Mobil’s Poor 2018 Financials Highlights Petroleum Sector Constraints
By Chukwumah Kelechukwu
Sharp decline in the earnings per share (EPS) returns of the Mobil Nigeria PLC and a couple of equities listed on the petroleum sector of the Nigerian Stock Exchange (NSE) dragged down NSE Oil & Gas Index by -3.95 percent as witnessed last week, the highest decline in the week.
NSE Oil & Gas Index which mirrors the performance of the petroleum sector declined from previous week’s close at 292.09 to 280.54, representing -3.95 percent decline, the worst decline among all the NSE Indices during the week.
Stockbrokers said the sharp decline in the NSE Oil & Gas Index which coincided with release of 2018 full year financial result of Mobil Plc also known as 11Plc highlighted increasing constraints in the oil and gas sector of the economy stoked by government’s policy.
The oil company’s 2018 full year financial result, showed 50 percent decline in earnings per share in the last quarter of 2018 ended December 31.
Its gross revenue as at December 31, 2018 stood at N164.609billion as against N125.257billion in previous year of 2017 when the company had to pay some exceptional charges induced by regulation.
However, the revenue was heavily weighed by higher operating expenditure and cost of sales leaving profit lower at N9.328billion as against N7.518billion in 2017.
With the full year 2018 EPS of N25.87, representing about +24.1 percent, the board of directors of the company has proposed a final dividend of N8.25 per share, which equates to a yield of 4.85 percent on its last closing price.
At N3.34 billion, the company’s operating expense surged 31 percent year on year in Q4 2018, with the ratio-to-revenue closing at 8.4 percent, the highest ever recorded by the company since first quarter of 2017.
The full year result shows a huge 50 percent increase in volume-related expenses, about 38 percent of total operating expense which compounded the weaker gross margin and decline in the earnings before interest and taxes (EBIT) which also declined by 52.4 percent.
The quarterly revenue trend revealed stagnating volumes which stood at -9 percent in Q2, -4 percent in Q3, and +1 percent in Q4, all indicating weak demand in the period under review.
The company’s revenue in the fourth quarter (Q4) 2018 grew by 6.9 percent year on year.
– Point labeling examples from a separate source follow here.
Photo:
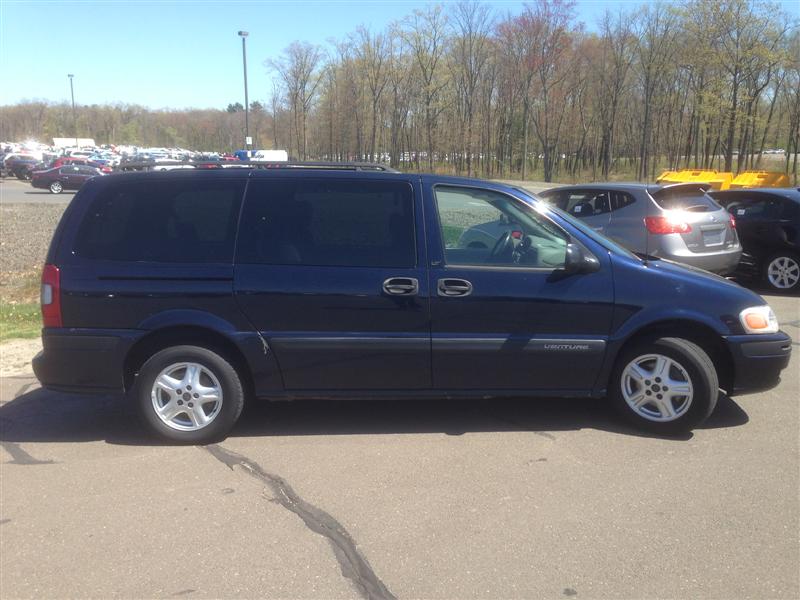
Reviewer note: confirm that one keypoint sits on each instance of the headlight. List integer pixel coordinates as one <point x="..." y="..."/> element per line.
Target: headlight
<point x="759" y="319"/>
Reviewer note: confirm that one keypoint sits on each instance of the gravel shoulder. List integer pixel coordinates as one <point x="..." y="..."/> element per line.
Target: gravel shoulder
<point x="16" y="356"/>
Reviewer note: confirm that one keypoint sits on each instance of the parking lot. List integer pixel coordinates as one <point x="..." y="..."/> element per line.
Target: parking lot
<point x="457" y="499"/>
<point x="14" y="191"/>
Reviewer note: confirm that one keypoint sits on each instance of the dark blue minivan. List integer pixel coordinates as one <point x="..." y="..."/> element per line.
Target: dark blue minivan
<point x="191" y="290"/>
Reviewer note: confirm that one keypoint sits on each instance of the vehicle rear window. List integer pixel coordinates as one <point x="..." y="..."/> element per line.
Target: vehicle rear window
<point x="753" y="205"/>
<point x="168" y="221"/>
<point x="328" y="223"/>
<point x="695" y="200"/>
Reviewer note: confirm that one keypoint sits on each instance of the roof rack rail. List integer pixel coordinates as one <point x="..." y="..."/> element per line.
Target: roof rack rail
<point x="256" y="164"/>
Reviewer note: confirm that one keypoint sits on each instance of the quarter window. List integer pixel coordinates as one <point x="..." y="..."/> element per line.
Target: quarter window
<point x="588" y="203"/>
<point x="485" y="228"/>
<point x="355" y="223"/>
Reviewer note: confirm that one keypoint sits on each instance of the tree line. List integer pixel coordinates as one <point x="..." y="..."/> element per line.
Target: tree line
<point x="463" y="88"/>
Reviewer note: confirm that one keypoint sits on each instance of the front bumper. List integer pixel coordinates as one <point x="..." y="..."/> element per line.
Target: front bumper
<point x="83" y="361"/>
<point x="758" y="361"/>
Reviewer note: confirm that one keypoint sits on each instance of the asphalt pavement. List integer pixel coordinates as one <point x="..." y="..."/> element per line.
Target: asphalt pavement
<point x="15" y="191"/>
<point x="531" y="498"/>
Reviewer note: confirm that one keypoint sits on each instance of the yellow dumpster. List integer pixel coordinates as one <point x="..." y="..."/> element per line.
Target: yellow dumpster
<point x="718" y="180"/>
<point x="760" y="179"/>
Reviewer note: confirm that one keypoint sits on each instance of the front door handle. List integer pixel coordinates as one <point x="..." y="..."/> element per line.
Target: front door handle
<point x="401" y="286"/>
<point x="454" y="287"/>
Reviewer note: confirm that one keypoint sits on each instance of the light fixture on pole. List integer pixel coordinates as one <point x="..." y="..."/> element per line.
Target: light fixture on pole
<point x="74" y="118"/>
<point x="247" y="140"/>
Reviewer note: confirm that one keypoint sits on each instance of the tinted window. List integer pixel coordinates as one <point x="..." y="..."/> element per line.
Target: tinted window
<point x="587" y="203"/>
<point x="354" y="223"/>
<point x="695" y="200"/>
<point x="168" y="221"/>
<point x="753" y="206"/>
<point x="621" y="200"/>
<point x="483" y="227"/>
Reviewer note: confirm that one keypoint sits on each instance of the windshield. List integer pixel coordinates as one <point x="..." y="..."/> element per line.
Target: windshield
<point x="607" y="243"/>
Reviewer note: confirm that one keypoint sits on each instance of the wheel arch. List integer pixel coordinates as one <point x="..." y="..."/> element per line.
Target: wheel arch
<point x="181" y="335"/>
<point x="695" y="331"/>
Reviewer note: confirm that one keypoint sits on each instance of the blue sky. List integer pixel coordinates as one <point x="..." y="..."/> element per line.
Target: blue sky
<point x="180" y="53"/>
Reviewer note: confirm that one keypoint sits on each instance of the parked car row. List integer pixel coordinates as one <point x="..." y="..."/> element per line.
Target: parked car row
<point x="751" y="233"/>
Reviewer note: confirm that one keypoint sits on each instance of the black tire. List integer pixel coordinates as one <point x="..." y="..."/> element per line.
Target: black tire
<point x="225" y="373"/>
<point x="701" y="374"/>
<point x="789" y="258"/>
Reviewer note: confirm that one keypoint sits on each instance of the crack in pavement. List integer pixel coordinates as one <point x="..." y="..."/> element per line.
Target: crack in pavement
<point x="354" y="566"/>
<point x="25" y="388"/>
<point x="20" y="457"/>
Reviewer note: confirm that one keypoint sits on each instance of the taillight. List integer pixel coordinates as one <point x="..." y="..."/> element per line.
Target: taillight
<point x="51" y="297"/>
<point x="661" y="225"/>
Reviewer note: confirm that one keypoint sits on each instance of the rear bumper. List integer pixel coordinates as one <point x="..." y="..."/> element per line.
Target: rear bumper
<point x="758" y="361"/>
<point x="723" y="262"/>
<point x="83" y="361"/>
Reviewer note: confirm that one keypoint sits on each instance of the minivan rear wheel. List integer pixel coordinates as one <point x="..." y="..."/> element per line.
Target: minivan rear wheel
<point x="664" y="385"/>
<point x="189" y="394"/>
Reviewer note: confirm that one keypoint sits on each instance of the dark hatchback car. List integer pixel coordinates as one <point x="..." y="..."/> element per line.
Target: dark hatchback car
<point x="21" y="166"/>
<point x="768" y="221"/>
<point x="66" y="177"/>
<point x="191" y="290"/>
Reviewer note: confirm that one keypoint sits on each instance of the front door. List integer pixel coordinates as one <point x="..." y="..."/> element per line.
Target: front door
<point x="504" y="314"/>
<point x="331" y="273"/>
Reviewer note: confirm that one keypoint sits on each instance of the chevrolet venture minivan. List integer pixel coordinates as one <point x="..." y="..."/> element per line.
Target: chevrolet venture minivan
<point x="192" y="290"/>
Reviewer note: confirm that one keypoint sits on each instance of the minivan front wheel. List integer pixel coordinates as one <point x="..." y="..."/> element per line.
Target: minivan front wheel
<point x="782" y="272"/>
<point x="189" y="394"/>
<point x="665" y="385"/>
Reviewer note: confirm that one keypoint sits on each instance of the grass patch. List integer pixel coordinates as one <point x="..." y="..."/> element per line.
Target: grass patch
<point x="20" y="321"/>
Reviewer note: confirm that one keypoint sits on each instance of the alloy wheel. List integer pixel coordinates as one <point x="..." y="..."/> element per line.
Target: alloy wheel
<point x="783" y="272"/>
<point x="657" y="388"/>
<point x="186" y="396"/>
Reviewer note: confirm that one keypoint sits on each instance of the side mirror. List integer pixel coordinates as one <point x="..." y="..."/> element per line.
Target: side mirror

Compared to Q3 2018 however, revenue only grew by a marginal 1.1 percent.
Commenting on financial performance of the leading petroleum marketer, analysts at Lagos based Cordros Capital Limited pointed out that the government, via the Nigerian National Petroleum Corporation (NNPC), manages pricing across the deregulated segments — AGO, DPK, and ATK — where it holds a significant market share, thus, further constraining margins.
“This suggests that barring a major improvement in the macros, pump price hike or full price deregulation, the company will not achieve a meaningful revenue growth in 2019,” the analysts stated in their report released on Monday.
The analysts concluded that the oil company’s per share earnings which measures returns on investment is unimpressive.
According to them, it would have been worse at a -4.3 percent but for the absence of previous year’s exceptional charge.
“Mobil’s Q4 EPS is unimpressive, in our view. For the full year, Mobil’s EPS and EBIT are above 2017FY (+24.1% and +1.2% respectively), but only due to the absence of the previous year’s exceptional charge (adjusting for the charge, EPS would have been down by 4.3% y/y), reflecting a weak operational performance in the period, amidst the still challenging operating environment,” the analysts concluded.